Gov pledges £80m for carbon-cutting tech

The government is investing £80 million into green technologies aimed at cutting carbon emissions from the UK’s industry and homes.

The money, announced by energy minister Kwasi Kwarteng, will be invested in a range of programmes, including pioneering heat network trials and a programme to reduce the cost of retrofitting homes with the latest energy efficient technologies.

Funds announced today include £30 million towards the first phase of the Industrial Energy Transformation Fund (IETF), which supports energy intensive manufacturers - like car factories and steel plants - to cut their carbon footprint.

A further £25 million will go to heat networks, which reduce carbon and cut heating bills for customers, including one in Gateshead which will harness geothermal water sitting in disused mines to heat 1,250 homes.

With thousands of redundant mine shafts criss-crossing the country, experts say that if the mine shaft technology proves successful and economically viable, it could be scaled up to power around six million homes around Britain.
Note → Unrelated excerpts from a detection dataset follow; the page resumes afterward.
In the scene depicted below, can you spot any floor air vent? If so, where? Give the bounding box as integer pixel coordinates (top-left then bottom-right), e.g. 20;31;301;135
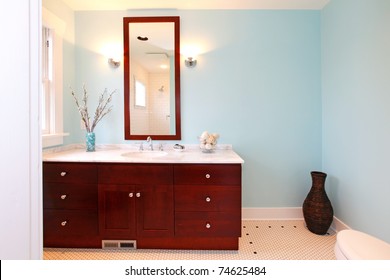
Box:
102;240;137;250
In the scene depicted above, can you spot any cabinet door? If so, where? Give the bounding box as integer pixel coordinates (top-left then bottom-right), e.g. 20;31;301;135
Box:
98;185;136;239
136;185;174;237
An additional £24 million is being channelled to fund innovative projects to help develop energy efficient homes by installing green tech and insulation in houses. This will comprise of £7.7 million to install green technology and insulation in over 300 council houses, to bring down the cost of retrofitting homes – with pilot projects in Cornwall, Nottingham and Sutton.
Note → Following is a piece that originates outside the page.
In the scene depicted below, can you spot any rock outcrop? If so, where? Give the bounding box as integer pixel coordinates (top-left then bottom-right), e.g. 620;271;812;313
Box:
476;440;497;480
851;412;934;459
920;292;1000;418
A total £14.6 million will go to pilot the roll-out of innovative heat pumps to 750 homes in the South East of Scotland, the South East of England and Newcastle, along with £1.8 million to support the development of innovative green home finance products by lenders.

The announcements today form part of the wider efforts to ensure the UK meets its legally binding target to reach net zero emissions by 2050.

The first phase of the IETF, for which guidance is published today, is worth an initial £30 million in support of the manufacturing sector. The fund allows companies with high energy use to apply for grants to install technology that reduces their energy bills and cuts carbon emissions.

Worth an eventual £289 million in England, Wales and Northern Ireland up until 2024, the IETF also seeks to help bring down the costs of technologies that reduce energy consumption and emissions in heavy industrial processes.

The fund allows companies with high energy use to apply for grants to install technology that reduces their energy bills and cuts carbon emissions.

Kwarteng said: "We want to invest now to ensure we continue to propel the UK towards a stronger, greener future - this new £80 million investment will help to reduce emissions across our economy, which will save people money on energy bills and protect jobs in heavy industry.”